Cleaning your data without getting your hands dirty…

Cleaning your data is the job we all have to do but no one likes to do. Getting your hands dirty once in a while is not that bad actually. The basics of data cleaning are all about getting your hands dirty and keep on getting them dirty. When you know the basics you also know the impact of quality data after cleaning it. Let take a closer look at simple three step program with the basics of data cleaning.

3 Step Data Cleaning Program

Recently I found this very interesting blog on Data Science Central about data cleaning. The provided the community with a five step plan to get your data clean. I turned this in a 3 step data cleaning program with the main headlines to take in consideration when data cleaning comes to the table.


Each statistical package has its own particular quirks, and if you know what they are you can arrange your data accordingly right from the beginning.This is what I mean by planning. It’s not just about collecting your data. It’s about collecting your data to the necessary degree of precision, in the correct format, and making sure that it is fit-for-purpose and capable of answering your research questions.

Collect & Clean

Making sure that your data is as clean as it can be even before you start data cleaning is the best and easiest way to hold on to your sanity. Data cleaning isn’t really about data cleaning. It’s about being organised. Anybody can clean data, but not everybody can clean data quickly and efficiently. Organizing for example your Excel workbook or your software solution before you get started with your data collection or data entry is a skill that is worth learning.


Finally, you should understand your data and make sure that it is fit-for-purpose and capable of answering your hypotheses. Of course, if you’ve planned your study carefully right back at the beginning, then all of this will just drop into place.

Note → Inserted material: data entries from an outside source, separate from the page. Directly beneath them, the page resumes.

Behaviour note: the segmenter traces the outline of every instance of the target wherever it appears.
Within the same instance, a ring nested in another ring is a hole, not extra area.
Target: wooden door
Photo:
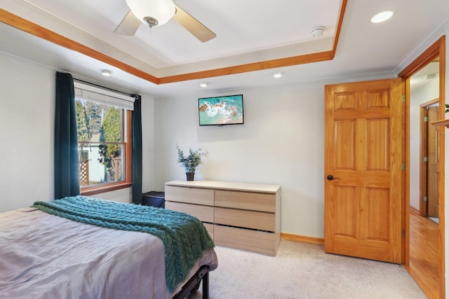
[[[439,120],[439,107],[429,106],[427,109],[427,216],[438,216],[438,130],[440,127],[430,125],[431,122]]]
[[[326,86],[326,252],[401,262],[401,78]]]

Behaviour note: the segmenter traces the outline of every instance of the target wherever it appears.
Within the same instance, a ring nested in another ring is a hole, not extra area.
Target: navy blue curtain
[[[55,199],[79,195],[75,91],[70,74],[56,73]]]
[[[142,97],[133,95],[133,202],[142,203]]]

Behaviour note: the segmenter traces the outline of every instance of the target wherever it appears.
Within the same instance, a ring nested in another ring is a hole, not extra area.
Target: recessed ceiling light
[[[102,69],[100,70],[100,71],[101,72],[101,74],[103,76],[106,76],[107,77],[109,77],[109,76],[111,76],[113,73],[112,71],[109,71],[109,69]]]
[[[321,37],[323,36],[324,29],[326,29],[326,27],[324,26],[317,26],[310,29],[310,34],[312,35],[312,36],[314,36],[314,38],[318,39],[319,37]]]
[[[382,11],[382,13],[377,13],[376,15],[371,18],[372,23],[380,23],[382,22],[385,22],[390,18],[393,16],[392,11]]]

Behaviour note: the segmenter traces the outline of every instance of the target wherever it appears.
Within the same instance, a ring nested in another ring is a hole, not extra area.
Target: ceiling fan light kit
[[[126,4],[130,11],[114,31],[116,34],[132,36],[141,23],[151,28],[173,18],[202,43],[216,36],[198,20],[175,5],[172,0],[126,0]]]
[[[171,0],[126,0],[126,4],[134,15],[150,27],[166,23],[176,11]]]

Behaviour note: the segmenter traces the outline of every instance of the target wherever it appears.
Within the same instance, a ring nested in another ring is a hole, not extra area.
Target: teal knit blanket
[[[171,292],[187,278],[203,251],[214,246],[203,223],[185,213],[86,196],[36,202],[32,207],[77,222],[159,237],[165,246],[166,280]]]

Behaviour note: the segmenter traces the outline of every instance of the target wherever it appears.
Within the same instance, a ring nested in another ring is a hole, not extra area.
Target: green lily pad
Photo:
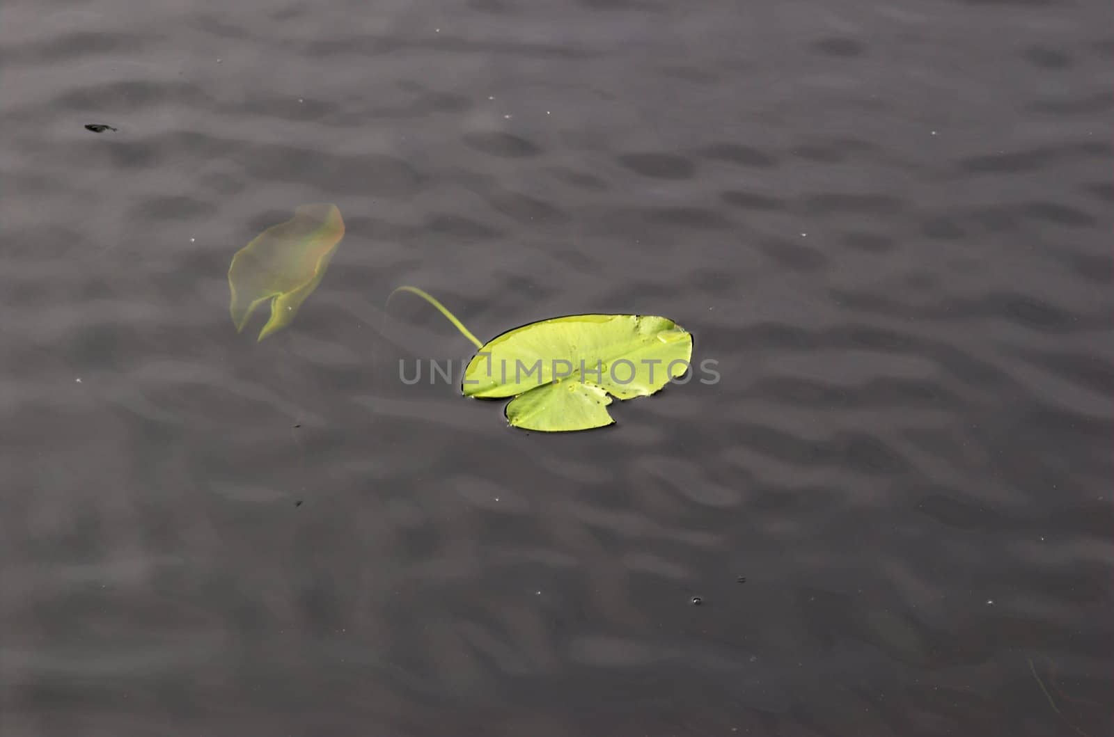
[[[258,340],[290,325],[317,288],[343,237],[344,222],[335,205],[301,205],[293,218],[271,226],[241,248],[228,267],[229,311],[236,332],[267,301],[271,318]]]
[[[477,346],[461,392],[479,399],[514,397],[507,421],[515,428],[564,432],[615,422],[612,397],[648,396],[682,376],[692,358],[692,334],[666,317],[569,315],[508,331],[485,344],[443,305],[417,287]],[[398,291],[398,289],[397,289]]]

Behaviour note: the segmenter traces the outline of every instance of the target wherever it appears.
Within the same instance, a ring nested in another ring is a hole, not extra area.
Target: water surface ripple
[[[1110,734],[1108,18],[752,4],[6,3],[0,733]],[[721,380],[512,431],[399,284]]]

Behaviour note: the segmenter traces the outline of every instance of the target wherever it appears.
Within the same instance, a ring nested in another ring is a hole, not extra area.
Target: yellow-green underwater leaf
[[[310,293],[317,288],[338,244],[344,222],[335,205],[301,205],[294,217],[273,225],[232,258],[228,287],[232,322],[244,330],[252,312],[271,302],[271,318],[258,340],[286,327]]]

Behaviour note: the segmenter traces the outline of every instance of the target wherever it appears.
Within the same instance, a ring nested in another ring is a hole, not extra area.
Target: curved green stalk
[[[428,302],[431,305],[433,305],[434,307],[437,307],[438,311],[442,315],[444,315],[449,320],[449,322],[452,323],[456,326],[456,328],[458,331],[460,331],[461,335],[463,335],[469,341],[471,341],[473,344],[476,344],[477,348],[483,347],[483,344],[480,343],[479,340],[475,335],[472,335],[470,332],[468,332],[468,328],[465,327],[463,324],[459,320],[457,320],[456,315],[453,315],[451,312],[449,312],[448,307],[446,307],[444,305],[442,305],[440,302],[438,302],[437,299],[434,299],[432,296],[430,296],[429,294],[427,294],[424,291],[419,289],[416,286],[400,286],[399,288],[394,289],[394,292],[411,292],[413,294],[417,294],[419,297],[421,297],[426,302]],[[388,297],[387,297],[387,302],[388,303],[391,301],[391,297],[394,296],[394,292],[391,292],[391,294],[388,295]],[[384,312],[387,311],[387,305],[385,304],[383,305],[383,311]]]

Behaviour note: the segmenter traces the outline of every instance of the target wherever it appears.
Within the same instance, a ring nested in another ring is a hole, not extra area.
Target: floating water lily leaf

This Data Cleaning Program is based on the research of Lee Baker. He is an award-winning software creator with a passion for turning data into a story. 

Dirty hands?

Will your hands get dirty when cleaning your data? Well of course this is a figure of speech but Yes they will. You and your company have to put a lot of effort into data cleaning over and over again. Striving for first time right must be your goal but remember it also will be a goal that is almost unreachable. In most cases companies reach the 95% and the top performers even 98%. But it is worth it. It your foundation of your data house and it enables the use of other types of data to be successful. So get your hands a dirty multiple times a year and ask your help in the household to put hygiene at the highest stake.